Elgin Park never existed, yet here is a visual treasure chest of emotions and memories: a distillation of what had already passed.
One of the most difficult aspects of creating the Elgin Park experience is keeping an open mind to the potential that is inherent in each scene I’m creating. I try not to second guess, over think or bring preconceived ideas to the photo session. Some of my most successful images were taken when I wasn’t thinking about what I was doing. The 1938 Ford alongside the building is an example, as is the bird’s eye view of the Thunderbird convertible. Both of these were the last shot of the session. What is the saying? Think with your heart, not with your head.
Model-making has taken some serious economic hits over the years, and what used to be a thriving business has now been reduced to freelance nomads. The age of computer-generated graphics, overseas production and automated 3D model-making machines has all but eliminated the field.
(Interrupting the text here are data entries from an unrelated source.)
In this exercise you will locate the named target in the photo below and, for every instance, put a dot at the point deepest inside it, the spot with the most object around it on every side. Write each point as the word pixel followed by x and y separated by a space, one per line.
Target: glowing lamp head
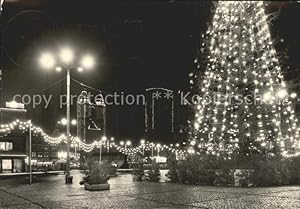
pixel 282 93
pixel 66 55
pixel 293 95
pixel 73 122
pixel 64 121
pixel 88 62
pixel 193 143
pixel 267 97
pixel 103 138
pixel 47 60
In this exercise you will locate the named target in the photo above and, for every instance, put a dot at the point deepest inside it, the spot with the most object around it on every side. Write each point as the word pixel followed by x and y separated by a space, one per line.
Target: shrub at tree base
pixel 153 175
pixel 273 171
pixel 96 173
pixel 294 167
pixel 138 172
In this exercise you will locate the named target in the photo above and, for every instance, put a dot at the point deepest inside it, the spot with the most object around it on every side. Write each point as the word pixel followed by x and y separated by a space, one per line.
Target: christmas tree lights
pixel 244 105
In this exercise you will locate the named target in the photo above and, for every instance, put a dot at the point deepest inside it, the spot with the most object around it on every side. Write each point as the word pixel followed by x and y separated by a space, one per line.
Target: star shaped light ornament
pixel 168 95
pixel 156 95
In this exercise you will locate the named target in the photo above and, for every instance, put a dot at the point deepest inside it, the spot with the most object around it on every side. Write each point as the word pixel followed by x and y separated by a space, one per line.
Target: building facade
pixel 13 145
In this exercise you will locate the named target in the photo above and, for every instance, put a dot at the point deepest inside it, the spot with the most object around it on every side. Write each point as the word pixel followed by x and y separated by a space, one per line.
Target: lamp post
pixel 66 55
pixel 103 139
pixel 143 145
pixel 127 144
pixel 158 149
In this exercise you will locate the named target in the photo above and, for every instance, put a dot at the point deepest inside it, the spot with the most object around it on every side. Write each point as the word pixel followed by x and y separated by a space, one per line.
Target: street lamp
pixel 103 139
pixel 66 56
pixel 158 149
pixel 143 145
pixel 128 143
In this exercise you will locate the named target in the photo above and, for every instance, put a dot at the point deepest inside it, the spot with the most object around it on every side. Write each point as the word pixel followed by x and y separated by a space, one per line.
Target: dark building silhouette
pixel 159 115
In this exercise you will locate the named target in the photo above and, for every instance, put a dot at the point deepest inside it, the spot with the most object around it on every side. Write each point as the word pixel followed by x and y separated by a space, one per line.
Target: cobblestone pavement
pixel 125 193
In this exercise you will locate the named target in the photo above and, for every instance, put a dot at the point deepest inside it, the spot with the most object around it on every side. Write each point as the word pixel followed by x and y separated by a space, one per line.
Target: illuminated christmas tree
pixel 244 106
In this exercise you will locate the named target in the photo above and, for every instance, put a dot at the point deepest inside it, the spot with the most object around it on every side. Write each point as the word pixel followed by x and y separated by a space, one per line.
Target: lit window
pixel 6 146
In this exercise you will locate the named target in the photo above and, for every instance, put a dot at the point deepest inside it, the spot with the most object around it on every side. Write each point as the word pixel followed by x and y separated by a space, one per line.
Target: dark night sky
pixel 138 44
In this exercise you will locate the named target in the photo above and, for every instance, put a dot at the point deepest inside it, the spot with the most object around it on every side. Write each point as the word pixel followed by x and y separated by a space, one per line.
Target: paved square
pixel 125 193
I will continue to create my own hand-built structures to keep alive the old School way of doing things. Curiously enough, at this point in time, there is a slowly growing movement away from computer-generated models, not just in architecture, but also in filmmaking and display. To see the hand of man in an object is deeply satisfying. I once worked in a model shop that shared a building with computer companies that created 3D images and drawings. The computer people would frequently visit the shop to watch us make stuff; and they would always say “You guys actually create physical objects with your hands. Amazing!” Humans have always built things. We are a species that uses tools. It is in our DNA. We will never outgrow that aspect of ourselves. And even though what I make are just miniature versions of reality, I am directly influenced by those millions of years of genetics. How cool is that?